Les Jardins Esméraldins
I lifted the glass to my nose, and breathed in the aromas, which were clean and pure, speaking quite clearly of Chenin Blanc, with its softer, gentler, more floral side showing best. Aromatically, this was certainly an enticing wine, and the only thing to do next was to take a sip. Happily, the wine didn’t disappoint in this department either, showing a gently honeyed and slightly pithy seam of fruit, an elegant core encased in a grippy structure.
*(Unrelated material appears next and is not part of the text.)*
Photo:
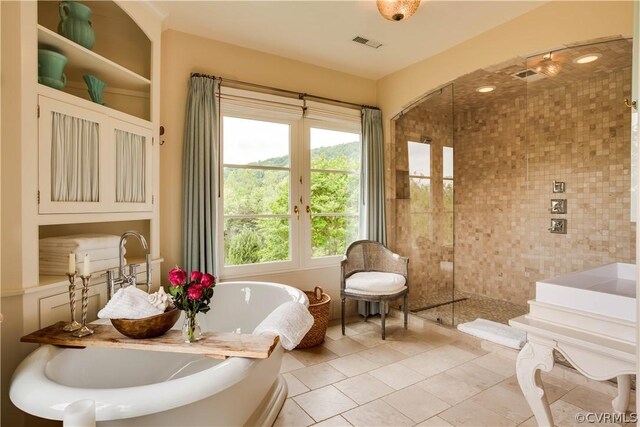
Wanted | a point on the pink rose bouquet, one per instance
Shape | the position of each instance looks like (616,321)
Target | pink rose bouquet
(192,294)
This was attractive, pure and harmonious, not showing any real minerality but still a pretty good example of a Saumur Blanc (actually, it was a Vin de France, but never mind).
Leaning in I asked the vigneron, he who had nurtured this wine to its current state, for some information. What vintage? What was the terroir? What’s its story?
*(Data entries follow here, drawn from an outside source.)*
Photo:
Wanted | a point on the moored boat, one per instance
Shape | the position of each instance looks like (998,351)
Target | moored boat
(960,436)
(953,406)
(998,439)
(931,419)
“This is a 2005 Chenin Blanc”, he replied. “It has been in demi-muid since the vintage, without sulphites, and is due to be bottled in spring this year”. Bearing in mind this was February 2014, his words meant the wine had seen out a nine-year élevage in wood, without the addition of sulphur dioxide, and yet it still tasted as clean as a whistle. This was not something I had encountered before, and I was suddenly glad to have come to taste with Xavier Caillard, the vigneron in question. “I could have bottled it earlier”, he continued, “but it just wasn’t the right time for the wine”.
It seemed to me as if the wine had spoken to him, whispered in his ear perhaps, telling him when it was time for the next stage in its evolution. “Order the bottles, Xavier….. I am ready”. This was clearly a domaine I was going to have to get to know better.